CHART_URL = f"{IMDB_URL}chart/"
INDIA_URL = f"{IMDB_URL}india/"
IMDB_SEARCH_URL = f"{IMDB_URL}search/title/"
TOP_1000_URL = f"{IMDB_SEARCH_URL}?groups=top_1000"
LANG_URL = f"{IMDB_SEARCH_URL}?primary_language"
BOXOFFICE_CHART = f"{BOXOFFICE_URL}/chart/ww_top_lifetime_gross/?area=XWW&offset="
BOXOFFICE_YEAR = f"{BOXOFFICE_URL}/year/world/"
HEADERS = {
        'User-Agent': 'Mozilla/5.0 (Windows NT 10.0; Win64; x64) AppleWebKit/537.36 (KHTML, like Gecko) Chrome/121.0.0.0 Safari/537.36 Edg/121.0.0.0',
    }

#Initialize variables

In [0]:
basePath = "/user/IMDB/"
rawPath = f"{basePath}raw/"
silverPath = f"{basePath}silver/"
goldPath = f"{basePath}gold/"
topTableName = "t_imdb_top"
boTableName = "t_bo"
goldTableName = "t_imdb"
goldTablePath = goldPath + goldTableName
file_list = ['name.basics.tsv.gz', 'title.basics.tsv.gz', 'title.crew.tsv.gz', 'title.principals.tsv.gz', 'title.ratings.tsv.gz']
RawFolderList= [file[:-7].replace("-co","") for file in file_list]
SilverTableList = ["t_"+folderName.replace(".","_").replace("-co","") for folderName in RawFolderList]
FullTableList = SilverTableList + [goldTableName] + [topTableName] + [boTableName]

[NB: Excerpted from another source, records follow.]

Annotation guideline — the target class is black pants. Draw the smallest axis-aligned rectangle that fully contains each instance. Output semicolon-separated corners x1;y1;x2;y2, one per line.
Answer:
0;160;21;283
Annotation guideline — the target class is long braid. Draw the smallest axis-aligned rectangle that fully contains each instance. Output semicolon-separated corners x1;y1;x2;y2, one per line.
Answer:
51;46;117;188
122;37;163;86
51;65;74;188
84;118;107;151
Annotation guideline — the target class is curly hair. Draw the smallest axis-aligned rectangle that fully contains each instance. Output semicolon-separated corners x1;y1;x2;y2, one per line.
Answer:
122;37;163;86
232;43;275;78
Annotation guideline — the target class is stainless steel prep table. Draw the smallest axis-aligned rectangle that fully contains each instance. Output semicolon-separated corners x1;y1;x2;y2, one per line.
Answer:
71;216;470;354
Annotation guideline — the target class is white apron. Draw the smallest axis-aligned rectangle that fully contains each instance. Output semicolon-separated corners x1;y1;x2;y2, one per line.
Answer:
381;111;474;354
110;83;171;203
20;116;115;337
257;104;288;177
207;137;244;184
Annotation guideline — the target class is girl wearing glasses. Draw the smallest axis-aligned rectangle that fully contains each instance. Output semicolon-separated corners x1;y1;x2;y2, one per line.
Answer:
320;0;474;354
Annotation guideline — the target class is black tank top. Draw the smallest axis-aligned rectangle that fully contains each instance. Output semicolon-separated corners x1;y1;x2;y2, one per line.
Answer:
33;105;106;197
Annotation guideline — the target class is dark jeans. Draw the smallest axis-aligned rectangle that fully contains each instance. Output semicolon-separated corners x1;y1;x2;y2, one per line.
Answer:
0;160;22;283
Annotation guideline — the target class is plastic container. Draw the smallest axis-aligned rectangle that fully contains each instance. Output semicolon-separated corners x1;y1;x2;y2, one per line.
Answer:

# Import Required Functions

In [0]:
from pyspark.sql import functions as F
from pyspark.sql.window import Window
import pyspark.pandas as ps
import requests
from bs4 import BeautifulSoup
from datetime import date
from urllib.request import urlretrieve
import re
import concurrent.futures

#Drop all tables/folders if exists

In [0]:
dbutils.fs.rm(f"dbfs:{basePath}", recurse = True)
for tbl in FullTableList:
  spark.sql(f"DROP TABLE IF EXISTS {tbl}")

# Create Schema

In [0]:
spark.sql(f"CREATE SCHEMA IF NOT EXISTS silver location '{silverPath}'");
spark.sql(f"CREATE SCHEMA IF NOT EXISTS gold location '{goldPath}'");

# Extract Language Codes and names from Wiki

In [0]:
lang_df = ps.read_html(LANGUAGE_URL)[0][["ISO language name","Set 1"]]
lang_df.columns = ['lang_name','lang_code']
lang_df = lang_df.to_spark()

# Function to Scape Movie Data

In [0]:
def scrape_movie_data(url):
    """
    Scrapes movie data from the given URL and returns a movie_dict.

    Args:
        url (str): The URL to scrape.

    Returns:
        dict: A dictionary containing movie details.
    """

    # Initialize an empty list for movie data
    movie_data = []

    # Scrape data from the given URL
    response = requests.get(url, headers=HEADERS)
    soup = BeautifulSoup(response.text, "html.parser")

    # Determine the class value based on the presence of INDIA_URL in the URL
    is_box_office_url = BOXOFFICE_URL in url
    is_search_url = IMDB_SEARCH_URL in url
    is_india_url = INDIA_URL in url
    is_yearly_box_office = BOXOFFICE_YEAR in url
    class_value = 'ipc-metadata-list-item__icon-link' if is_india_url else 'ipc-title-link-wrapper'

    # Find all movie entries
    movie_entries = soup.find_all('table')[0].find_all("tr") if is_box_office_url else soup.find_all('a', class_=class_value, href=True)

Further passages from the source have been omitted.